O zaman bir öncül kitap evrene ve karakterlere derinlik vermeli değil mi? Atreides Hanedanında maalesef o da olmadığı gibi; baba Herbert’ın Dune evreni ile vermeye çalıştığı felsefe, ekonomi, din, politika hiçbir ana alt metin de yok. Baba Herbert tarafından yaratılan karakterlere bir cv oluşturup doldurma haricinde evrene bir katkısı yok bu kitabın.

Buraya kadar epey negatif bir yorum oldu ama kitaba 5 üzerinden 3 puan verdim. Çünkü Dune sever gözlüğünü çıkarıp, nötr bir bakış açısı ile bakmaya çalıştığımda aslında kendi halinde çok da kötü bir kitap değil. Sıkıcı değil, okuması kolay. Basit ve anlaşılır. Bitirmek için biraz yüklendim ama 3-4 günde okudum.

Bu kitabın sorunu tartıldığı terazinin karşı kefesinde her okurca Frank Herbert’ın Dune serisinin konacak olması. Bu seviyeye yaklaşamayacak, hatta yakınından bile geçilemeyecekse o zaman bu kitapların hiç yazılmaması daha iyi olurmuş. Ancak yazıldığı döneme dönüp baktığımda 90 lardaki yayınevlerinin açgözlülüğünü, verilen çılgın paraları falan düşününce bu kitabın yazdırılmasına da şaşıramıyorum.

Bende bu yan serilerin Kabalcı baskıları mevcut, sahaflara düşmeden önce çok ucuz fiyatlarda alıp kenara koymuştum hep. Elimde bulunduğu ve seriye de başladığım için bir şekil devam ederim diye düşünüyorum. Ancak görüşlerimin değişeceğini düşünmediğimden sonraki kitaplarda böyle detaylı bir yorum yapmam muhtemelen. Aynı sığlıkta ve ortalamalıkta devam ederler. Yeni baskıları alıp okuyacak olanlar için pek de öneremiyorum bu fiyatlar ile, gerçekten evreni çok seviyorsanız belki ama beklentiyi düşük tutarak bile vereceği keyif bir yere kadar olur.

17 Beğeni

Edgar Allan Poe - Bütün Öyküleri / cilt I

Edgar Allan Poe’nun tüm öykülerini henüz okumasam da kendisi çok sevdiğim yazarlardan biri oldu. Biraz araştırınca öğrendim ki Lovecraft tarafından “Kurgunun Tanrısı” olarak adlandırılmış, ayrıca Lovecraft erken dönem öykülerinde ondan esinlenmiş…
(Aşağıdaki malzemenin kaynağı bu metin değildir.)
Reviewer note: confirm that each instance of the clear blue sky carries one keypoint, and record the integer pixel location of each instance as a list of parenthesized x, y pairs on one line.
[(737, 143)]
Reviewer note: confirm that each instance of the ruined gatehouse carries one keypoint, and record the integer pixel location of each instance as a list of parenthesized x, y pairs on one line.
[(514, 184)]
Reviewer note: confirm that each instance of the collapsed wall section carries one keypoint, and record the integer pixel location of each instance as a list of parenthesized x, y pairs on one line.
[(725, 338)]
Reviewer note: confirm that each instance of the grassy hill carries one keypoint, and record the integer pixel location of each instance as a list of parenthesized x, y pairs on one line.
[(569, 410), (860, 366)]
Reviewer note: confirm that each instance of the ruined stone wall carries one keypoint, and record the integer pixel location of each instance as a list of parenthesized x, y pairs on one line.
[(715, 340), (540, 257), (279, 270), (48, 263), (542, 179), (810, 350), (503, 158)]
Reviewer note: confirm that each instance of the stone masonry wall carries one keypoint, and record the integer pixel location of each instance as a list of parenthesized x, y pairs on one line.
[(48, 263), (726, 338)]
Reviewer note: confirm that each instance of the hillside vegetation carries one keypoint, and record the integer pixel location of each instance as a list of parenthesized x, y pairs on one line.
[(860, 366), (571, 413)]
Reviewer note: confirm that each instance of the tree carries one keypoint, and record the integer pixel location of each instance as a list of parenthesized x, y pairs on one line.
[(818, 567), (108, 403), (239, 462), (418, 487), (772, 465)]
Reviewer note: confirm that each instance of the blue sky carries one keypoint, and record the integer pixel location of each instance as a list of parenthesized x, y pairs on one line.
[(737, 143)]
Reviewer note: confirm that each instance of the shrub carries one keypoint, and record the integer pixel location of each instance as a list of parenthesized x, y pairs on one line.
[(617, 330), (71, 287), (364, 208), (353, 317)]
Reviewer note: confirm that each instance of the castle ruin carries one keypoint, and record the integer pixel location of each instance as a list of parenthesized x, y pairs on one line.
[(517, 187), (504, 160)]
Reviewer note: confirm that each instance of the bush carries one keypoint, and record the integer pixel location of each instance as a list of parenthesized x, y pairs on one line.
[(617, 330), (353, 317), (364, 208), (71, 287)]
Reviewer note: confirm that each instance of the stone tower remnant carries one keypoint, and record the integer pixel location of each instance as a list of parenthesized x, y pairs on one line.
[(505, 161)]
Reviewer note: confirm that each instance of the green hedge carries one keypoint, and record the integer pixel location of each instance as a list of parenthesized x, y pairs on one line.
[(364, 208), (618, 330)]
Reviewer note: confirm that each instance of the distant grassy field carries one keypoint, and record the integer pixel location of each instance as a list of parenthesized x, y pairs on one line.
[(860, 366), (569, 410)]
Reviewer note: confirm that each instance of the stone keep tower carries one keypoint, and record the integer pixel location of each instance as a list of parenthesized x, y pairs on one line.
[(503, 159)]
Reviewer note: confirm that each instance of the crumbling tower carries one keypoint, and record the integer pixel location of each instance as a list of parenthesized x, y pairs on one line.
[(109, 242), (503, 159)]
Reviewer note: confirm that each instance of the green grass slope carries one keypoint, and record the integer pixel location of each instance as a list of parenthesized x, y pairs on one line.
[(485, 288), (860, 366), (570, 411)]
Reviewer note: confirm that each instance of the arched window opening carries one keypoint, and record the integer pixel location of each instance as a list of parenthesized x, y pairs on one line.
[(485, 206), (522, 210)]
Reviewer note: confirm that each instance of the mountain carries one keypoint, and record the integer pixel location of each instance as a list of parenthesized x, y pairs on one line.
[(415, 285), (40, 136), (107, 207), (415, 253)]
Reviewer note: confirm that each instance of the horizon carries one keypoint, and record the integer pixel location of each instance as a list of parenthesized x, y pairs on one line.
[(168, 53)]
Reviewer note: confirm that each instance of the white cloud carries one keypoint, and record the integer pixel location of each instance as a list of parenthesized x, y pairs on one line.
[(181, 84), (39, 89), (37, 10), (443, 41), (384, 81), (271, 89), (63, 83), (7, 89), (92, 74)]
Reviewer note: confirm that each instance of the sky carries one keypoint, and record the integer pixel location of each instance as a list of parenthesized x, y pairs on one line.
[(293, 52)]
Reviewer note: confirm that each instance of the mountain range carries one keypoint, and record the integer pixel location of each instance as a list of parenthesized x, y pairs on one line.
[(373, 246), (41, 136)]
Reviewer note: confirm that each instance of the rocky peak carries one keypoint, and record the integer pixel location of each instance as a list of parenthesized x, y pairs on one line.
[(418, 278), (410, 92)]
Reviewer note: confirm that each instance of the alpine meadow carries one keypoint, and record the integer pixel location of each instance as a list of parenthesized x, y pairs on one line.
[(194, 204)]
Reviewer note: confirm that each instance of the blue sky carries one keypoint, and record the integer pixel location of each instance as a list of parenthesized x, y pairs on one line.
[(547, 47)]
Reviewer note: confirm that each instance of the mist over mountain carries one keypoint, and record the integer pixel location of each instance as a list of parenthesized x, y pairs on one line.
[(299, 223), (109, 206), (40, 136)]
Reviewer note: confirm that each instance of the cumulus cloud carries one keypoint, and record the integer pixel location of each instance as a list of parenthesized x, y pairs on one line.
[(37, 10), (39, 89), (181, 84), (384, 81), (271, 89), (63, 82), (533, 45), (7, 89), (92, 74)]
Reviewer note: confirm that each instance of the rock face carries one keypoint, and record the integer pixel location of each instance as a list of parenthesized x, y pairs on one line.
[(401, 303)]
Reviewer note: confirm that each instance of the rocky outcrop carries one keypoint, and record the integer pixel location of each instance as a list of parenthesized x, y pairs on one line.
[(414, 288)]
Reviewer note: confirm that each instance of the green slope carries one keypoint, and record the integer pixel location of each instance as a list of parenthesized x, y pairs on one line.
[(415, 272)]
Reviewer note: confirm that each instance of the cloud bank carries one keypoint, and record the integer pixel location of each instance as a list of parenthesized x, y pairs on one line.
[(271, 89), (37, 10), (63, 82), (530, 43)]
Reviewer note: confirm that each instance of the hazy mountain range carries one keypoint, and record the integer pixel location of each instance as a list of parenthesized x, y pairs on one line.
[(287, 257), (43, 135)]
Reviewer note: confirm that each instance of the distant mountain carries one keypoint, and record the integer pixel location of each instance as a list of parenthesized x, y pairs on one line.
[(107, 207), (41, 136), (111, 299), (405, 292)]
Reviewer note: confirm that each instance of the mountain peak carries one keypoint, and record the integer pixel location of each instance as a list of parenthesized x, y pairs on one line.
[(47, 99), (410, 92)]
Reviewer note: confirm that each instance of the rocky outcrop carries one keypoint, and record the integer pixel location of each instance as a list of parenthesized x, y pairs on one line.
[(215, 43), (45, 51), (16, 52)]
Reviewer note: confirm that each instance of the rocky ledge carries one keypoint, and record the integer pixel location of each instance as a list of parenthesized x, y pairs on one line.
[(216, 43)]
Poe, sadece gotik tarzda yazmamış. Hiciv, mizah öyküleri var. Edebiyat eleştirmenliği yapmış. Ve dedektiflik öykülerinin öncülüğünü akıl yürütmeyle olayları çözümleyen, zeki ve egzantrik August Dupin ile yapmış. Sherlock Holmes, Poirot gibi ünlü dedektif karakterlerin temeli Dupin ile atılmış…

Yazarın en sevdiğim yönü insan ruhunu detaylı bir şekilde betimlemesidir. Korku, dehşet öykülerinde anlatıcıların ruhsal çöküntülerini, suçluluklarını, doğaüstü tarzda veya yorumlara göre bir tür sanrıların sonucu olarak gösteriyor. Yazarın öykülerine bakınca ölüme fazlasıyla takıntılığını olduğunu düşünüyorum. Yazılarındaki trajediler bir yana kendi hayatı da pek mutlu geçmemiş. Hem annesi hem eşi çok genç yaşta ölmüşler. Eşinin ölümü onu çok etkilemiş. Yazar 40 yaşında, bilinmeyen bir nedenden ölmüş.

23 Beğeni

Poe’da şanssız insanlardan. Öldükten sonra eserleri maalesef değer kazanıyor. Kendisi bildiğim kadarıyla çok yoksul yaşıyor.

2 Beğeni

Evet, trajik bir hayatı olmuş. Okuduğum bu kitapta ününe rağmen yoksulluk içinde yaşadığından bahsediliyordu. Ayrıca çok genç yaşta vefat etmiş. Kırk yaşında. Kimilerine göre intihardan ölmüş, kimilerine göre uyuşturucudan, hastalıktan veya alkolden… Yani bilinmiyor. Garip. :confused:

4 Beğeni

Bence açlığa bağlı sağlık sorunları olabilir ama evet kesin bir bilgi yok.